I have heard frequently that if you ask an undercover cop ‘Are you a cop’ they have to answer truthfully. Now, I don’t buy this for a number of reasons. What is more interesting, is that one friend of mine said an undercover cop could ask ‘Can you get me high’, and that wouldn’t constitute entrapment (but saying he wasn’t a cop would).
Can you shed some light on this? I’m fairly certain about the ‘Are you a cop’ bit, but I’d like some clarification about how entrapment works. If I follow a cop doing 80mph (no lights, etc), can I get off the hook?
Surprise – undercover cops are allowed to lie. The old adage that you can ask a undercover cop “are you a cop” and find out the truth is absolutely bogus – at least according to a cop who called in to the KROQ morning show, and even a trivial amount of common sense.
When judging such issues, one simple method is to ask yourself: “if this were true, what would the result be, and does that match reality?” Here goes: if you could ask a cop “are you a cop” and he had to say “yes,” every criminal in the country would very quickly learn this, and it would be the first question they ask anyone they met, certainly before they did anything illegal. Being an undercover cop would quickly become useless, as there would be no way to hide one’s identity. Now – does this match reality? I leave that answer up to you.

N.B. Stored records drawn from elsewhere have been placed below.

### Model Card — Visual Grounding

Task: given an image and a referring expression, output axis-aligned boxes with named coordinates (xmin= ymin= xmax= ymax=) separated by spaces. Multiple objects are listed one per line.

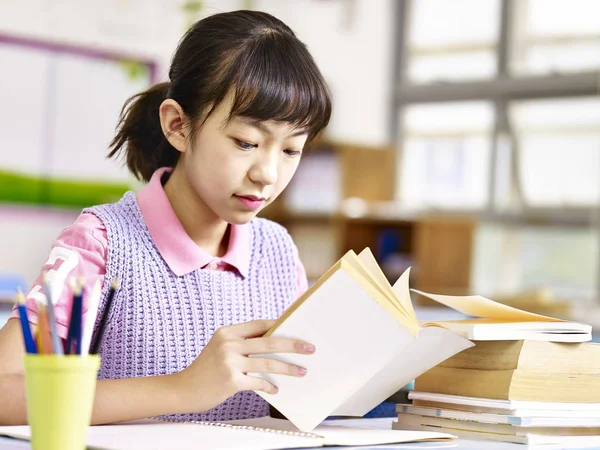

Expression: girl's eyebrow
xmin=234 ymin=116 xmax=308 ymax=137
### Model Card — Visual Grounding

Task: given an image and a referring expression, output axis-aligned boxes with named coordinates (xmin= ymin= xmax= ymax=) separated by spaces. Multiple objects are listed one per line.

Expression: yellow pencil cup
xmin=25 ymin=354 xmax=100 ymax=450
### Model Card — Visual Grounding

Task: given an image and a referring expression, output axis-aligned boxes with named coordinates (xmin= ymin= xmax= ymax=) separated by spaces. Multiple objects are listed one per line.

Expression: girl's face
xmin=178 ymin=101 xmax=308 ymax=224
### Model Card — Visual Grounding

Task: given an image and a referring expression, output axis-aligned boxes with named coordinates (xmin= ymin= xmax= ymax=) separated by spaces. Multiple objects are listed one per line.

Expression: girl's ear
xmin=159 ymin=98 xmax=189 ymax=153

Entrapment is a totally different issue. My understanding is it is entrapment only if a cop somehow persuades you to do an illegal act. For example, the police in the San Fernando Valley (Los Angeles area) opened up a “fencing” operation for stolen goods. They carefully kept track of their “customers,” and ultimately made many arrests. This was not entrapment because the perps (oh – cop lingo) were thieves regardless of the police department’s actions, even though fencing itself is illegal. However, if the police were to recruit someone off the street and ask them to rob a house, that would be entrapment. These are fairly black-and-white situations, but I suspect a lot of entrapment issues are not. There is probably a litmus test for entrapment, but I really don’t know what it is.
Now, the question of can an undercover cop ask you to get him high at least raises an interesting question: can you use a carefully constructed entrapment issue to deduce whether someone is or is not a cop?